Mistakes that cause wrong selections, lost data, or broken shell configurations.


1. Piping fzf output directly to destructive commands

You run fd -t f | fzf -m | xargs rm. You accidentally press Enter with the wrong file selected. It is deleted instantly. No confirmation, no undo, no recycle bin.

Fix: Add -p to xargs for confirmation: | xargs -p rm. Or pipe through echo first to preview: | xargs echo rm. For critical operations, use rm -i instead of rm.


2. Using find instead of fd as FZF_DEFAULT_COMMAND

You leave FZF_DEFAULT_COMMAND unset. fzf falls back to find. In a large repo, Ctrl-T takes 10+ seconds. .git objects, node_modules, and binary files clog the results.

Fix: Set FZF_DEFAULT_COMMAND='fd --type f --hidden --follow --exclude .git'. fd is 5-10x faster, respects .gitignore, and produces cleaner results.


3. Forgetting --header-lines with tabular input

You pipe kubectl get pods into fzf. The header row (NAME READY STATUS...) is a selectable item. You select it, and the downstream command receives a header string instead of a pod name.

Fix: Use fzf --header-lines=1 to pin the first line as a non-selectable header. This works for any tabular command output (ps, docker ps, kubectl get).


4. Not using --ansi with colored output

You pipe rg --color=always into fzf. Without --ansi, fzf displays raw ANSI escape codes as literal characters: ^[[31mERROR^[[0m. The output is unreadable and the fuzzy matching breaks.

Fix: Always use fzf --ansi when piping colored output. Conversely, do not use --ansi with uncolored output — it adds unnecessary processing overhead.


5. fzf returning empty string on Escape/Ctrl-C

You run cd $(fd -t d | fzf). The user presses Escape to cancel. fzf returns an empty string.

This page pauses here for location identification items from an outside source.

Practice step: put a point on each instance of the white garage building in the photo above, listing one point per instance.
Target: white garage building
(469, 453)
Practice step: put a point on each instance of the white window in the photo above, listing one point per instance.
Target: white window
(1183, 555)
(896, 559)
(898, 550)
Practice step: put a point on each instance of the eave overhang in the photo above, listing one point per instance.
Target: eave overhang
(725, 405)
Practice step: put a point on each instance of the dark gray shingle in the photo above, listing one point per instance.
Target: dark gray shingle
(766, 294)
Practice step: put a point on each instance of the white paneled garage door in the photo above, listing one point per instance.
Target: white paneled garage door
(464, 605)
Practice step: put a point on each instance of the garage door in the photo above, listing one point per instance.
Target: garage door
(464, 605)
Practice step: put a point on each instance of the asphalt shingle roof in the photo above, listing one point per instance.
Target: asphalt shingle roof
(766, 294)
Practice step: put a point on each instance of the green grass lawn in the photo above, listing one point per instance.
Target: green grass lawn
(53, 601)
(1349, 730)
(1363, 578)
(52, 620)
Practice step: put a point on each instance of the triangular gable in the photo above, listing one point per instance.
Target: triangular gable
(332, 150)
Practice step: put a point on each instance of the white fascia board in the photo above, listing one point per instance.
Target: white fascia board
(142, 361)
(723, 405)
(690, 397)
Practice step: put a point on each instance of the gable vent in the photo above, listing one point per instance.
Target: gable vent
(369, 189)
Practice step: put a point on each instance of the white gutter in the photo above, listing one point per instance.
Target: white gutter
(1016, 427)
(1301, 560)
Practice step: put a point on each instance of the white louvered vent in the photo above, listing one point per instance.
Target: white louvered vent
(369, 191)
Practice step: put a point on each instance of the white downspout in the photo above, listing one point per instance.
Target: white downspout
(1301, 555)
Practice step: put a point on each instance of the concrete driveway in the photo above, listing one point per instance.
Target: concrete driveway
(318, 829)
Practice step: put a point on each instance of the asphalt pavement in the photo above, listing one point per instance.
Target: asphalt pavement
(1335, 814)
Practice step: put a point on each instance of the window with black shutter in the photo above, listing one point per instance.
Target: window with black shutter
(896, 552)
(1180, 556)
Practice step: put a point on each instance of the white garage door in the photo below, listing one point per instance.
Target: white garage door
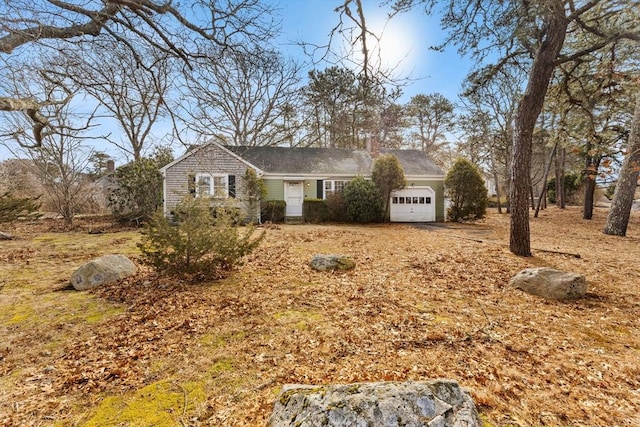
(415, 204)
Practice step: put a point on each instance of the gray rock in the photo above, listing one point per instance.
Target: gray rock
(106, 269)
(332, 262)
(550, 283)
(438, 403)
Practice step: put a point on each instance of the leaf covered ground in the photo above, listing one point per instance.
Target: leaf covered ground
(422, 303)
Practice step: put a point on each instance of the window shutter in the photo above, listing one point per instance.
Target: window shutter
(191, 184)
(232, 186)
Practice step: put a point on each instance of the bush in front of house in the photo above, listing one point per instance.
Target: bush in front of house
(388, 176)
(13, 207)
(315, 211)
(194, 244)
(273, 210)
(363, 200)
(466, 191)
(139, 188)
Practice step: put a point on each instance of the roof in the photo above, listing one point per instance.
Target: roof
(330, 161)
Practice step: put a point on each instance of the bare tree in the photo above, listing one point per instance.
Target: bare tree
(60, 162)
(132, 93)
(432, 118)
(242, 99)
(535, 31)
(182, 31)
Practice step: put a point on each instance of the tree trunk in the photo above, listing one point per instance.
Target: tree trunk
(589, 190)
(560, 161)
(526, 116)
(618, 218)
(533, 199)
(496, 180)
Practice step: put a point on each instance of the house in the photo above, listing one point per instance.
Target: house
(296, 174)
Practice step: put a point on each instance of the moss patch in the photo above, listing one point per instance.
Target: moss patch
(163, 403)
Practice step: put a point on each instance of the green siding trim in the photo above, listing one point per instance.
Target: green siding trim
(438, 187)
(310, 189)
(275, 189)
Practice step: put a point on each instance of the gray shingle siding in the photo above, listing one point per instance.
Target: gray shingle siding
(207, 159)
(330, 161)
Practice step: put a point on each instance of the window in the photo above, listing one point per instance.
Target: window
(332, 187)
(212, 185)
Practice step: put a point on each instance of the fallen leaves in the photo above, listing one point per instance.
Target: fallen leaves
(421, 304)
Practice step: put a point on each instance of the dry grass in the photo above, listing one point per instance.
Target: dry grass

The command becomes cd "", which changes to $HOME. You are silently teleported to a different directory.

Fix: Capture the output and check it: dir=$(fd -t d | fzf) && cd "${dir}". The && ensures cd only runs if fzf returned a selection (exit code 0). fzf returns exit code 130 on Ctrl-C and 1 on no match.


6. Multi-select mode when you meant single-select

You run kubectl get pods -o name | fzf -m and press Tab on several pods without realizing it. The downstream command receives multiple arguments. kubectl exec -it fails because it only accepts one pod.

Fix: Only use -m (multi-select) when the downstream command handles multiple arguments. For commands that take one input, omit -m. If in doubt, default to single-select.


7. Wrong delimiter with --preview

You use rg -n "error" | fzf --preview 'bat {1}' expecting {1} to be the filename. But fzf's default delimiter is any whitespace, not :. {1} captures something unexpected and the preview shows nothing.

Fix: Set the delimiter explicitly: fzf --delimiter=: --preview 'bat {1}'. Then {1} is the filename, {2} is the line number (for rg output format file:line:content).


8. Shell integration overriding existing keybindings

You add eval "$(fzf --bash)" to your .bashrc. It overwrites your existing Ctrl-R (history search), Ctrl-T (transpose), and Alt-C bindings. Your custom shell keybindings stop working.

Fix: Check your existing bindings before enabling fzf shell integration. If you only want Ctrl-R replacement, source only the key-bindings file. If you want to keep existing bindings, set fzf to use different keys via FZF_CTRL_T_COMMAND etc.


9. Preview command errors flooding stderr

Your fzf preview command fails on some items (e.g., bat on a binary file). Error messages flash in the preview window and obscure useful output.

Fix: Redirect stderr in the preview command: --preview 'bat --color=always {} 2>/dev/null || echo "Binary or unreadable file"'. Always provide a fallback for preview errors.


10. Not quoting fzf output in shell commands

You run vim $(fzf). A selected file has a space in its name: error log.txt. Without quotes, vim opens two files: error and log.txt. Neither exists.

Fix: Always quote: vim "$(fzf)". Or use xargs with null separation: fzf --print0 | xargs -0 vim. This applies to any command that consumes fzf output.